MARYSVILLE — Lisa Sailer spent an entire week trying reunite her son with his dog.
She was able to do so Sept. 15.
The chocolate Labrador-pitbull mix, Duke, got away from their Marysville home Sept. 10 and reportedly was taken to the Everett Animal Shelter after someone found him.
Sailer said Duke is a companion animal for her son, Justin, 29, who is blind, deaf and mentally disabled. Justin lives with his mom and volunteers a few hours a week at a local food bank with a job coach. He’s been doing that for about six years. They also got Duke in 2011. He’s not a service dog, but has been a comfort to Justin, Sailer said.
When she contacted the shelter to get Duke back, she was told it would cost $225 to $250. The Everett Animal Shelter contracts with cities to provide shelter services, and fees for reclaiming a lost pet are to cover costs such as boarding and veterinary expenses, city spokeswoman Meghan Pembroke said.

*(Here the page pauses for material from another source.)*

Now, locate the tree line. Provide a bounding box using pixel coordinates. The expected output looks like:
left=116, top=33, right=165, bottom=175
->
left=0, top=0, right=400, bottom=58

This isn’t the first time Duke has gotten loose and been taken to the shelter. Last time, Sailer paid the fee, she said, because it was her or her husband’s error that let him get out.
This time, though, it was Justin’s mistake. He apparently opened the front door of the house while his mom was getting ready for work, and he wouldn’t have understood that Duke might escape, she said. Friends, including a local businesswoman and the Arc of Snohomish County, worked to help Sailer get the dog home.
“Justin is amazing. He’s just amazing,” Sailer said. “But he gets … in a destructive emotional place when Duke’s not home.”
A post on the Facebook group Lost Dogs of Snohomish County describes finding Duke with a broken tooth and limping. Sailer was told by workers at the shelter that Duke needs medical attention. She takes him to a veterinarian for regular care and is aware that he has a benign tumor and a protruding tooth, among other problems, she said.
The shelter director spoke with Sailer and was satisfied a plan was in place for the dog’s care, Pembroke said. The shelter reduced the fee to $50, microchipped Duke, and promised to send him home with medicine, she said.
Now, Sailer is determined to create a resource for families like hers who find themselves facing a fee to reclaim a companion animal. She’s certain it could happen to others, and she and a close friend are working to set up some kind of fund to assist them when it does. It’ll take time, but they hope to establish a nonprofit.
“I’m blessed that the shelter did what they did, but it took a week,” Sailer said. “There needs to be something there … I’m not done with this yet.”